Presentation Beyond Workplace Learning
Stephen Downes, April 5, 2011,
Swiss eLearning Conference #SeLC11, Zurich, Switzerland, online via IPMediaSuite
Short presentation in which I outline the elements of the classical approach to workplace learning that can be and are being challenged by new forms of enterprise organization and workplace learning. (p.s. I have to own up to what I think was a poor answer to the question after the talk - on reflection, in response to the question of how managers ensure learning results, instead of saying it;s impossible to manage and impossible to ascribe specific effect to specific causes, I should have talked about open work environments.)
Remember podcasting? The concept has faded a bit in the public consciousness (Gartner has listed it as 'expired before its time' in its latest hype cycle) but it's still supported in iTunes and (as they say) not dead yet. Basically, the idea was to automatically load MP3 files onto your iPod as part of your regular charge and sync. Longer battery life and live webcasting have combined to push podcasting to the margins. But the idea of loading media to your iPod or iPad for later use continues to have merit. This we see in this example a system described whereby exactly the same technology is used to load ePub Documents to your iPad. So if you're publishing ePub documents (which "could well be a set of class notes, a handout, a monograph, or any other instructional support document") this is an easy way to distribute them using RSS. See also Frank Lowney on Playable audio and video and Standard Definition Video in ePub Documents, as well as a look forward to ePub version 3 - good stuff.
Edited by Trebor Scholz and based on the Mobility Shift conference, this set of publications - presented in an almost magazine-style interface - takes a media-centric approach to digital learning. As Scholz says in his introduction, "the authors ask how both ready-at-hand proprietary platforms and open-source tools can be used to create situations in which all learners actively engage each other and the teacher to become more proficient, think in more complex ways, gain better judgment, become more principled and curious, and lead distinctive and productive lives." It's a set of publications grounded in the reality of Angry Birds, Facebook profiles and YouTube, but also incorporating cultural and social critques as part of the mix. Hence we have Mushon Zer-Aviv on teaching with blogs, Mark Lipton on Facebook as a functional tool and critical resource, and Kathleen Fitzpatrick with an analysis of the unlamented Google Wave as a pedagogical tool.

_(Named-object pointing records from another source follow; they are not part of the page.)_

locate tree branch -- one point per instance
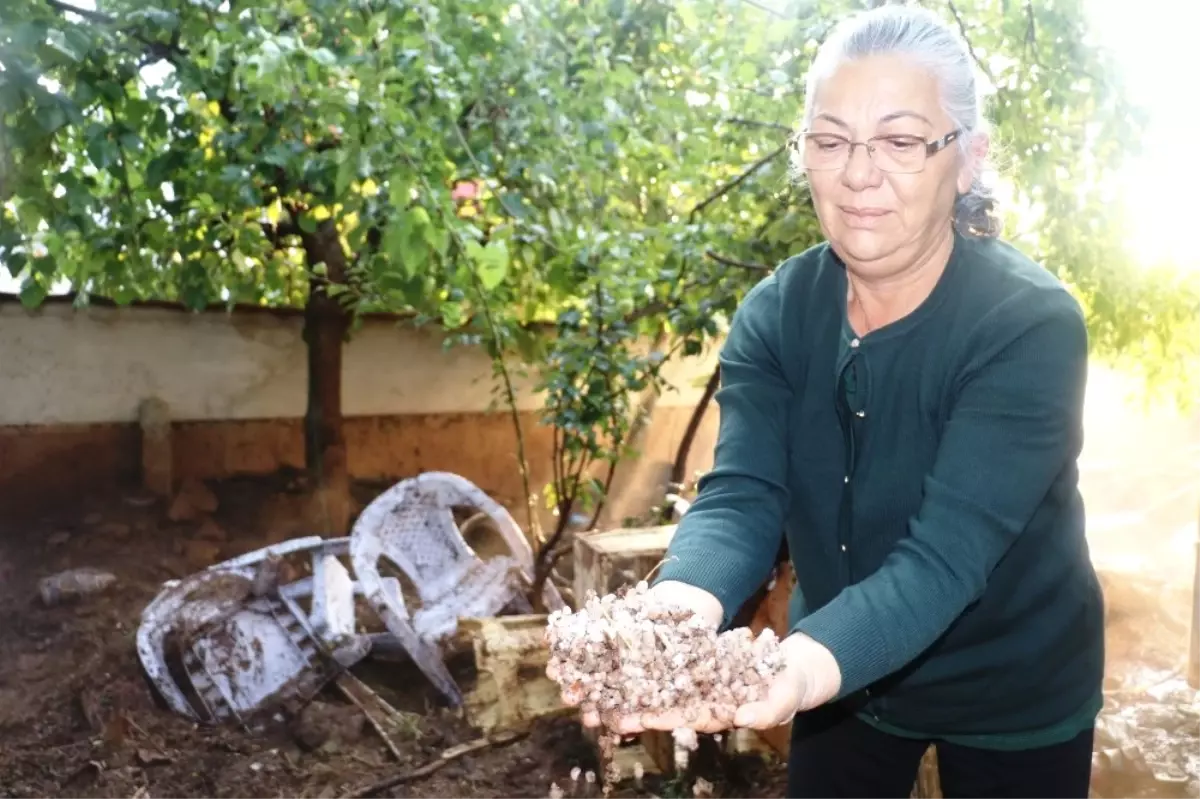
(85, 13)
(737, 181)
(733, 262)
(963, 29)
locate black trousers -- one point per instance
(838, 756)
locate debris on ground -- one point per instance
(78, 719)
(73, 584)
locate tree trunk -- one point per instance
(325, 324)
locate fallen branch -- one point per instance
(345, 682)
(448, 756)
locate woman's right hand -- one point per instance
(706, 607)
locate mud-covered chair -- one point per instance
(412, 526)
(245, 642)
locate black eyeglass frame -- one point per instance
(931, 148)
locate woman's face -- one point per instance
(882, 222)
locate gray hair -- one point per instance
(919, 35)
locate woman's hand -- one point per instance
(810, 678)
(702, 604)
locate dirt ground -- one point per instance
(77, 718)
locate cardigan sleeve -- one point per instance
(727, 541)
(1013, 428)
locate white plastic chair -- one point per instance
(412, 524)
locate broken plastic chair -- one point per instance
(412, 524)
(244, 642)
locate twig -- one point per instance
(737, 181)
(90, 14)
(448, 756)
(755, 122)
(689, 436)
(963, 29)
(771, 11)
(383, 733)
(1031, 34)
(733, 262)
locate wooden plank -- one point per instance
(929, 785)
(511, 689)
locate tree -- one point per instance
(581, 187)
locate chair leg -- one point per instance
(425, 655)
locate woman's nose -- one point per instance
(861, 170)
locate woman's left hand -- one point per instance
(810, 678)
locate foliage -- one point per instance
(545, 179)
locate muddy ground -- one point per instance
(78, 720)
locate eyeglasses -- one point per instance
(894, 154)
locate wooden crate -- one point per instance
(607, 560)
(611, 559)
(511, 689)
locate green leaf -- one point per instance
(405, 241)
(33, 293)
(347, 170)
(51, 116)
(491, 262)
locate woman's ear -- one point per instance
(977, 154)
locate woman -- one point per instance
(904, 403)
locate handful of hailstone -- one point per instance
(627, 653)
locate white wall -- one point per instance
(59, 365)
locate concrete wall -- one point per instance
(71, 382)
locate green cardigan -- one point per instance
(925, 478)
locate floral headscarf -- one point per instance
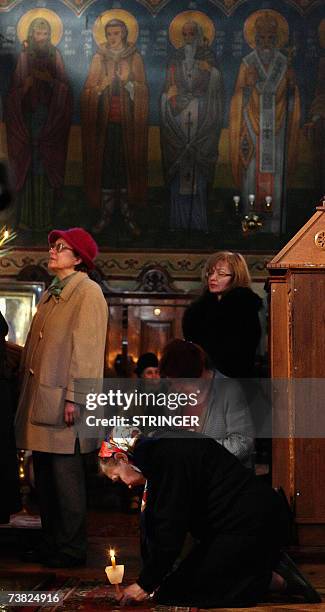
(120, 440)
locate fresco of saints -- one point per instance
(264, 117)
(316, 127)
(114, 109)
(191, 120)
(38, 118)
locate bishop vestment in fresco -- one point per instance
(191, 120)
(114, 127)
(38, 117)
(264, 117)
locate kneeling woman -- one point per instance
(196, 487)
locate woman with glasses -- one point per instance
(224, 320)
(66, 342)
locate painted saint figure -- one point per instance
(191, 120)
(114, 108)
(38, 118)
(264, 117)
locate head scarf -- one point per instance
(121, 440)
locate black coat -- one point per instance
(195, 486)
(228, 329)
(9, 481)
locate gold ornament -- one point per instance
(129, 20)
(320, 239)
(50, 16)
(282, 30)
(176, 27)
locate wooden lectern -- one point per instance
(297, 351)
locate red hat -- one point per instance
(82, 243)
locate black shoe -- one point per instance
(64, 560)
(297, 584)
(33, 556)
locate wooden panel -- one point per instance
(279, 331)
(282, 449)
(308, 314)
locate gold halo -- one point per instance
(321, 33)
(129, 20)
(283, 28)
(176, 27)
(50, 16)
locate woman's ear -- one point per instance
(79, 260)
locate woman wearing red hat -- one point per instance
(66, 342)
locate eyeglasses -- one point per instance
(59, 247)
(219, 273)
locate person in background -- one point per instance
(224, 320)
(222, 407)
(238, 524)
(147, 366)
(66, 342)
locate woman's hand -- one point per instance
(132, 593)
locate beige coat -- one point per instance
(66, 342)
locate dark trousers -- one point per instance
(60, 485)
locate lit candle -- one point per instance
(112, 555)
(114, 572)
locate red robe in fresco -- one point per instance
(54, 94)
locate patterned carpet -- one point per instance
(78, 595)
(91, 596)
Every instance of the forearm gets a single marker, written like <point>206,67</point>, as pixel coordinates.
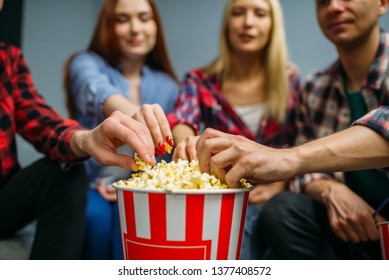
<point>78,142</point>
<point>118,102</point>
<point>355,148</point>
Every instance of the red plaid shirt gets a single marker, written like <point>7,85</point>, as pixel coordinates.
<point>201,105</point>
<point>378,120</point>
<point>23,111</point>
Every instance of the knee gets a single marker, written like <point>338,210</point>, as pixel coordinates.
<point>280,209</point>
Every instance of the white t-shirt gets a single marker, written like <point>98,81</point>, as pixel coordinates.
<point>251,115</point>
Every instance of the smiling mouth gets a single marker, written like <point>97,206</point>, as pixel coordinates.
<point>246,37</point>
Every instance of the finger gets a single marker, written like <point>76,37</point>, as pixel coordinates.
<point>114,159</point>
<point>221,163</point>
<point>181,152</point>
<point>207,134</point>
<point>209,147</point>
<point>137,136</point>
<point>157,122</point>
<point>335,225</point>
<point>191,148</point>
<point>162,122</point>
<point>350,232</point>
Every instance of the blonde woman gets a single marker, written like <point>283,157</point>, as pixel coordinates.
<point>250,89</point>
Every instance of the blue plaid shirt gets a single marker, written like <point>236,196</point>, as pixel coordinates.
<point>324,108</point>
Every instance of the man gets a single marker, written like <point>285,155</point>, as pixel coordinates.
<point>230,157</point>
<point>52,194</point>
<point>333,219</point>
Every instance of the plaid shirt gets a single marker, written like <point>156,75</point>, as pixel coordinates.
<point>324,107</point>
<point>201,104</point>
<point>378,120</point>
<point>23,111</point>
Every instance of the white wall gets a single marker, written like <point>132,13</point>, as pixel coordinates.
<point>54,29</point>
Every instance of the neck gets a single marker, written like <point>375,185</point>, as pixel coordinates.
<point>245,67</point>
<point>357,60</point>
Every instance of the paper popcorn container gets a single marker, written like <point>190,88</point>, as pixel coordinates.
<point>383,228</point>
<point>182,224</point>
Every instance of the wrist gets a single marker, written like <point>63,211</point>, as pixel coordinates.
<point>78,143</point>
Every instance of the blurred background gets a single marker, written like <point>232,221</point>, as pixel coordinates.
<point>49,31</point>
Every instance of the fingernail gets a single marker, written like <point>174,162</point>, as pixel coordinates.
<point>158,152</point>
<point>169,140</point>
<point>161,147</point>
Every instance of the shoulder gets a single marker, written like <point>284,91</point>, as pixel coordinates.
<point>88,57</point>
<point>198,75</point>
<point>158,76</point>
<point>293,71</point>
<point>8,51</point>
<point>320,78</point>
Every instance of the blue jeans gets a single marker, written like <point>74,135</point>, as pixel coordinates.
<point>251,249</point>
<point>103,234</point>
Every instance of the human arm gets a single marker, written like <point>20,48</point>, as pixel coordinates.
<point>64,139</point>
<point>186,117</point>
<point>113,132</point>
<point>97,88</point>
<point>234,157</point>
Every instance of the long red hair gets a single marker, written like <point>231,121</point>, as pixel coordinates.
<point>105,43</point>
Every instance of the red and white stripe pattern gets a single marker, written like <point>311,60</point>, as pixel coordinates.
<point>384,239</point>
<point>181,226</point>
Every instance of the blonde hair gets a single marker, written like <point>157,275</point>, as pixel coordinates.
<point>274,59</point>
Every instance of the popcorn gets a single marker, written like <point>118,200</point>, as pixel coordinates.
<point>174,175</point>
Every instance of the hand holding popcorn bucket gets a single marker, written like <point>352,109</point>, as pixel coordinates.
<point>200,220</point>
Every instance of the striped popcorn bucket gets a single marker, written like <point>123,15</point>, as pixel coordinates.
<point>383,228</point>
<point>183,224</point>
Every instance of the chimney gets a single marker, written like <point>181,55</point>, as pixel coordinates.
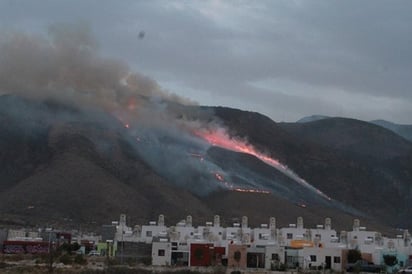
<point>122,221</point>
<point>216,221</point>
<point>328,223</point>
<point>356,224</point>
<point>300,223</point>
<point>161,220</point>
<point>189,220</point>
<point>244,222</point>
<point>272,223</point>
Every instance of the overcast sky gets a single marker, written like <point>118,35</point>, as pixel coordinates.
<point>286,59</point>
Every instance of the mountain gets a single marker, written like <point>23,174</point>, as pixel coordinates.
<point>403,130</point>
<point>66,165</point>
<point>311,118</point>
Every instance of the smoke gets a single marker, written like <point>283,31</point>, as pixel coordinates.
<point>66,65</point>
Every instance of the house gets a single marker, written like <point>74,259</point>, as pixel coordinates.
<point>322,258</point>
<point>201,254</point>
<point>274,257</point>
<point>161,253</point>
<point>237,255</point>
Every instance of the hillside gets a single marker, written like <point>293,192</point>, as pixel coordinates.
<point>64,165</point>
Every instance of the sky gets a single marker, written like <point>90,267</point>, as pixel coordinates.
<point>283,58</point>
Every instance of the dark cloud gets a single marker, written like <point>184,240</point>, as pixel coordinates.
<point>349,58</point>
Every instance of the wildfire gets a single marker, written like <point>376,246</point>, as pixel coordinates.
<point>220,138</point>
<point>251,190</point>
<point>222,180</point>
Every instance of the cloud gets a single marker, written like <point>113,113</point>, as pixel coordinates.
<point>209,49</point>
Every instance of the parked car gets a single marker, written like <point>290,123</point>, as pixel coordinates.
<point>405,270</point>
<point>363,266</point>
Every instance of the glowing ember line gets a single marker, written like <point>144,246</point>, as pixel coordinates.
<point>221,139</point>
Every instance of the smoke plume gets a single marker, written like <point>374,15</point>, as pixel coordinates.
<point>66,65</point>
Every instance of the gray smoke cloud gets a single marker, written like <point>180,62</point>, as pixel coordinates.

According to the press release, "eLearning Africa's newly designed news portal is now online. It features new social media links, improved site navigation and enhanced multimedia. The portal covers the most relevant news and information in the field of ICT for Development and Education in Africa." I've subscribed and will link to the best of the news from Africa in this newsletter.
The ten points are:
- Much of the material students are required to memorize is soon forgotten
- Just knowing a lot of facts doesn't mean you're smart
- Students are more likely to learn what they find interesting
- Students are less interested in whatever they're forced to do and more enthusiastic when they have some say
- Just because doing x raises standardized test scores doesn't mean x should be done
- Students are more likely to succeed in a place where they feel known and cared about
- We want children to develop in many ways, not just academically
- Just because a lesson (or book, or class, or test) is harder doesn't mean it's better
- Kids aren't just short adults
- Substance matters more than labels
I agree with this observation: "real computer revolution hasn't happened yet. We use very little of the computer's potential in our daily lives. Certainly, part of the problem there is the lack of enough good, usable software that taps into the real power of the computer (e.g., other than what-if games on Excel, what everyday-usable software has people building models and simulations?). Another way to look at the problem is that maybe we haven't taught people how to use the computer well." Me, I can code, make videos, edit audio, create animations, and more. If I need something, I make it. I get a lot of mileage out of my computer, and have created a career using it. But I had the advantage of learning some of the basic skills early in life. As larger segments of the population become computer-literate, as writing algorithms becomes as everyday as writing notes, the true impact of the computer will be realized.
One feature of new technology is the detailed coverage of events we have as they happen and the speed with which we can analyze and understand their impact. Following the March 11 earthquake and tsunami in Japan thousands of video and data sources made available massive amounts of information, and it took only 20 days for the staff at Nova to organize and present this 47 minute video detailing the nature of the disaster and identifying some key lessons learned. If you sit down to watch this, make sure you have the full hour available, as it is first class material.
I ran Google's page speed analyzer, which is now available for all websites, on downes.ca and got a '41' out of 100. So there's room for improvement. The big thing for me would be to enable keep-aline, set page expiration dates, and resize images. Who knew? Via WebMonkey.
Good news. "Starting next issue, College & Research Libraries will lift its six-month embargo on recently published online articles and become a fully open access journal." Now if they'd add an RSS feed so readers know exactly when new articles are added, things would be perfect.